Bank of England may launch biggest rate hike since 1989 if energy bill support fuels inflation
“Providing stimulus mainly via transfers to households would leave in place a very high inflation peak” of 15 per cent, Bank of America said.
Governor Andrew Bailey and the rest of the monetary policy committee have already lifted rates six times in a row, including a 50 basis point hike, the biggest rise in over 25 years, earlier this month.
Inflation is running at 40-year high of 10.1 per cent.
Annual UK CPI inflation
Households are bracing for the energy watchdog to announce a potential 80 per cent upgrade to the bill cap tomorrow, sending the average annual bill to over £3,500.
Rising bills will tip millions of Brits into fuel poverty, prompting a string of economists today to warn the government is running out of time to save households and businesses from the cost of living crunch.

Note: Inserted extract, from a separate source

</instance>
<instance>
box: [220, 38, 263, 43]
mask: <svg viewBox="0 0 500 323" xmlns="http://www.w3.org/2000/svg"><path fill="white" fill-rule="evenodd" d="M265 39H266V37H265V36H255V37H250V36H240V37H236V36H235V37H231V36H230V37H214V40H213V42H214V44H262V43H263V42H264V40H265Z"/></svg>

Britain is set to tip into a 15-month long recession at the end of this year, according to Threadneedle Street.
Rich households would bag greater cash benefits compared to poorer households if the government kept prices artificially low.
Richer households spend a higher cash value on energy bills. However, poorer households spend a larger share of their income on energy bills, meaning they would receive greater relative advantages.
“A price cap has the advantages of clarity and preventing anyone from falling between the cracks of various support mechanism,” Bank of America added.
Rates are set to rise 50 basis points again in September and 25 basis points in December and February, Bank of England said. Including a 75 basis point rise, borrowing costs would climb to 3.5 per cent. Money markets think they will peak at four per cent next May.